Tra i vari ddl allo studio c’è anche quello dell’on Damiano, che prevede una flessibilità in uscita permettendo il pensionamento già a 62 anni con 35 anni di contributi. Ma con penalizzazioni dell’8% (una sorta di quota 97) sull’assegno pensionistico: nella stessa proposta di legge, è inoltre contenuto un sistema di premialità per chi ritarderebbe l’accesso alla pensione con un 2% in più per ogni anno successivo al 66esimo anno di età fino ai 70 anni, che permetterebbero di avere un 8% in più sull’assegno di quiescenza.

In questi anni, per risolvere la questione di Quota 96, Anief-Confedir ha presentato diversi ricorsi: già nel 2011, appena approvata la Legge Monti-Fornero, il sindacato chiesto diverse modifiche in Parlamento. Le ultime, con emendamenti alla Legge di Stabilità approvata a fine dicembre. E anche con uno dei 91 emendamenti al disegno di legge 2994 sulla Buona Scuola, presentati alcune settimane fa in occasione dell’audizione tenuta dal giovane sindacato davanti alle commissioni Cultura e Istruzione di Camera e Senato.
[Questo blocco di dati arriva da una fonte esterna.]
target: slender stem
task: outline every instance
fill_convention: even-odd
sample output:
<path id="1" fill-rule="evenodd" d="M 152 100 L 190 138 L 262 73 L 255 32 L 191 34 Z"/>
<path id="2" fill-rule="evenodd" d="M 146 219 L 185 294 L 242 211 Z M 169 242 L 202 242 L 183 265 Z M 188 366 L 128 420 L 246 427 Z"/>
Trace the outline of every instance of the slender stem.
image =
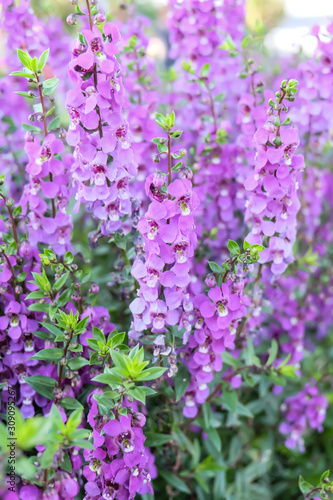
<path id="1" fill-rule="evenodd" d="M 214 122 L 214 134 L 216 134 L 217 132 L 217 120 L 216 120 L 216 113 L 215 113 L 215 107 L 214 107 L 214 99 L 213 99 L 213 96 L 212 96 L 212 93 L 210 91 L 210 88 L 209 88 L 209 85 L 207 84 L 207 82 L 205 81 L 204 78 L 201 78 L 199 76 L 197 76 L 198 80 L 200 82 L 202 82 L 208 92 L 208 97 L 209 97 L 209 104 L 210 104 L 210 110 L 211 110 L 211 113 L 212 113 L 212 117 L 213 117 L 213 122 Z"/>
<path id="2" fill-rule="evenodd" d="M 47 478 L 49 471 L 47 469 L 44 470 L 44 478 L 43 478 L 43 490 L 45 490 L 47 486 Z"/>
<path id="3" fill-rule="evenodd" d="M 171 137 L 170 134 L 168 133 L 168 185 L 171 184 L 171 168 L 172 168 L 172 163 L 171 163 Z M 169 195 L 170 198 L 170 195 Z"/>
<path id="4" fill-rule="evenodd" d="M 232 266 L 234 265 L 234 263 L 236 262 L 237 259 L 238 259 L 238 255 L 236 255 L 236 257 L 231 261 L 230 269 L 232 268 Z M 225 283 L 225 280 L 228 276 L 228 272 L 230 271 L 230 269 L 227 269 L 226 272 L 224 273 L 223 278 L 222 278 L 222 283 Z"/>
<path id="5" fill-rule="evenodd" d="M 69 348 L 69 345 L 70 343 L 72 342 L 72 339 L 73 339 L 73 330 L 71 331 L 71 335 L 70 335 L 70 338 L 69 340 L 67 341 L 67 344 L 65 346 L 65 350 L 64 350 L 64 355 L 63 357 L 65 358 L 66 355 L 67 355 L 67 352 L 68 352 L 68 348 Z M 58 378 L 58 387 L 61 388 L 61 382 L 62 382 L 62 377 L 63 377 L 63 374 L 64 374 L 64 365 L 61 365 L 60 366 L 60 371 L 59 371 L 59 378 Z"/>
<path id="6" fill-rule="evenodd" d="M 280 109 L 278 110 L 278 118 L 279 118 L 279 125 L 276 129 L 276 137 L 280 137 L 280 128 L 281 128 L 281 109 L 282 109 L 282 101 L 285 98 L 286 91 L 284 90 L 282 93 L 282 96 L 280 97 L 279 104 L 280 104 Z M 277 147 L 277 146 L 276 146 Z"/>
<path id="7" fill-rule="evenodd" d="M 86 4 L 87 4 L 87 9 L 88 9 L 89 26 L 90 26 L 90 29 L 92 30 L 93 29 L 93 20 L 92 20 L 89 0 L 86 0 Z M 95 63 L 94 64 L 94 87 L 96 90 L 97 90 L 97 85 L 98 85 L 98 78 L 97 78 L 97 67 L 96 67 L 96 63 Z M 101 139 L 103 137 L 103 129 L 102 129 L 102 119 L 101 119 L 101 113 L 100 113 L 99 106 L 97 106 L 96 111 L 97 111 L 98 118 L 99 118 L 99 120 L 98 120 L 98 132 L 99 132 L 99 137 Z"/>
<path id="8" fill-rule="evenodd" d="M 90 10 L 89 0 L 86 0 L 86 4 L 87 4 L 87 9 L 88 9 L 89 25 L 90 25 L 90 29 L 92 30 L 93 22 L 92 22 L 92 16 L 91 16 L 91 10 Z"/>
<path id="9" fill-rule="evenodd" d="M 12 211 L 11 207 L 9 207 L 7 205 L 6 198 L 4 197 L 4 195 L 2 193 L 0 193 L 0 197 L 3 199 L 3 201 L 5 202 L 5 205 L 7 207 L 7 210 L 8 210 L 8 213 L 9 213 L 9 217 L 10 217 L 10 220 L 11 220 L 11 223 L 12 223 L 12 230 L 13 230 L 14 240 L 15 240 L 15 243 L 16 243 L 17 248 L 18 248 L 19 247 L 19 242 L 18 242 L 18 238 L 17 238 L 16 225 L 15 225 L 15 219 L 14 219 L 14 216 L 13 216 L 13 211 Z"/>
<path id="10" fill-rule="evenodd" d="M 322 488 L 312 488 L 311 491 L 309 491 L 309 493 L 307 493 L 304 497 L 304 500 L 311 500 L 313 498 L 313 494 L 316 492 L 316 491 L 321 491 Z"/>
<path id="11" fill-rule="evenodd" d="M 137 50 L 135 48 L 134 48 L 134 53 L 135 53 L 135 57 L 136 57 L 136 61 L 137 61 L 137 64 L 136 64 L 136 75 L 137 75 L 137 79 L 138 79 L 138 84 L 140 84 L 141 70 L 140 70 L 138 52 L 137 52 Z M 139 98 L 139 104 L 141 105 L 142 104 L 141 89 L 138 90 L 138 98 Z"/>
<path id="12" fill-rule="evenodd" d="M 40 102 L 41 102 L 41 105 L 42 105 L 42 110 L 43 110 L 44 136 L 47 137 L 48 130 L 47 130 L 47 122 L 46 122 L 46 116 L 45 116 L 45 111 L 46 110 L 45 110 L 45 103 L 44 103 L 44 96 L 43 96 L 43 87 L 39 85 L 40 82 L 39 82 L 38 73 L 35 73 L 35 76 L 36 76 L 37 85 L 38 85 L 39 99 L 40 99 Z M 51 174 L 51 172 L 49 173 L 49 178 L 50 178 L 50 181 L 53 182 L 53 175 Z M 55 209 L 54 198 L 52 198 L 51 204 L 52 204 L 52 217 L 54 219 L 55 216 L 56 216 L 56 209 Z"/>
<path id="13" fill-rule="evenodd" d="M 17 300 L 18 300 L 18 295 L 17 295 L 17 293 L 16 293 L 16 291 L 15 291 L 15 288 L 16 288 L 16 278 L 15 278 L 14 269 L 13 269 L 13 266 L 11 265 L 10 260 L 9 260 L 9 258 L 7 257 L 7 255 L 6 255 L 5 253 L 4 253 L 3 255 L 4 255 L 4 257 L 5 257 L 6 261 L 7 261 L 7 264 L 8 264 L 9 270 L 10 270 L 11 275 L 12 275 L 12 279 L 13 279 L 13 286 L 14 286 L 14 295 L 15 295 L 15 300 L 17 301 Z"/>

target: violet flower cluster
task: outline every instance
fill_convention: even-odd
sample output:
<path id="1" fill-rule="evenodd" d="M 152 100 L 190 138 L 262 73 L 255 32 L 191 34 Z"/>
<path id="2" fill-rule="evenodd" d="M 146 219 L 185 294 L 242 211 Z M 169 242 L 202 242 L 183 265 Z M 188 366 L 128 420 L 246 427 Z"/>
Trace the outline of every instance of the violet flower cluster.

A quello stesso Parlamento, i cui componenti si sono detti d’accordo nello sbrogliare la situazione. Salvo poi soccombere, come accaduto nella scorsa estate, quando, trovato l’accordo delle Camere, ci ha pensato il Governo – con quattro emendamenti approvati dalla commissione Affari costituzionali del Senato al decreto di riforma - a bloccare il pensionamento ormai imminente dei ‘Quota 96’. Intanto, le conseguenze della ‘stretta’ si fanno già sentire: nella scuola l’anno scorso abbiamo assistito al dimezzamento dei pensionamenti, dovuto proprio agli effetti della riforma Fornero. Eppure, l'Italia ha già superato il record mondiale di età dei docenti: più della metà ha più di 50 anni, solo lo 0,5% ne ha meno di 30.








“Ora, dopo un tira e molla di due anni e mezzo, ci ritroviamo daccapo. Siamo arrivati al punto – dice sempre Pacifico - che per mandare in pensione dei dipendenti dello Stato che avevano iniziato l’anno scolastico 2011/12 sapendo di andare in pensione, tocca ora realizzare un censimento. Intanto il tempo passa e alla fine andranno in pensione perché è arrivata quella di vecchiaia. Intanto, i requisiti minimi per lasciare il lavoro stanno andando verso quota 120 e forse oltre. Che primo maggio può essere questo per i lavoratori italiani?”.

“Cosa hanno da festeggiare dei lavoratori costretti a lasciare il lavoro sfiniti, a cui viene negato il diritto della parità retributiva essendo la pensione una retribuzione differita? Il tutto, mentre lo Stato paga soltanto contributi figurativi, al posto del gettito corrente nelle casse dell’Inps, che ne ha generato il buco di bilancio e che potrebbe mettere a rischio la stessa erogazione di pensioni e liquidazioni? Noi, però, non ci stiamo: contro questa ingiustizia, che si ripercuote negativamente sull’assegno di pensione, Anief è pronta a ricorrere in tribunale”.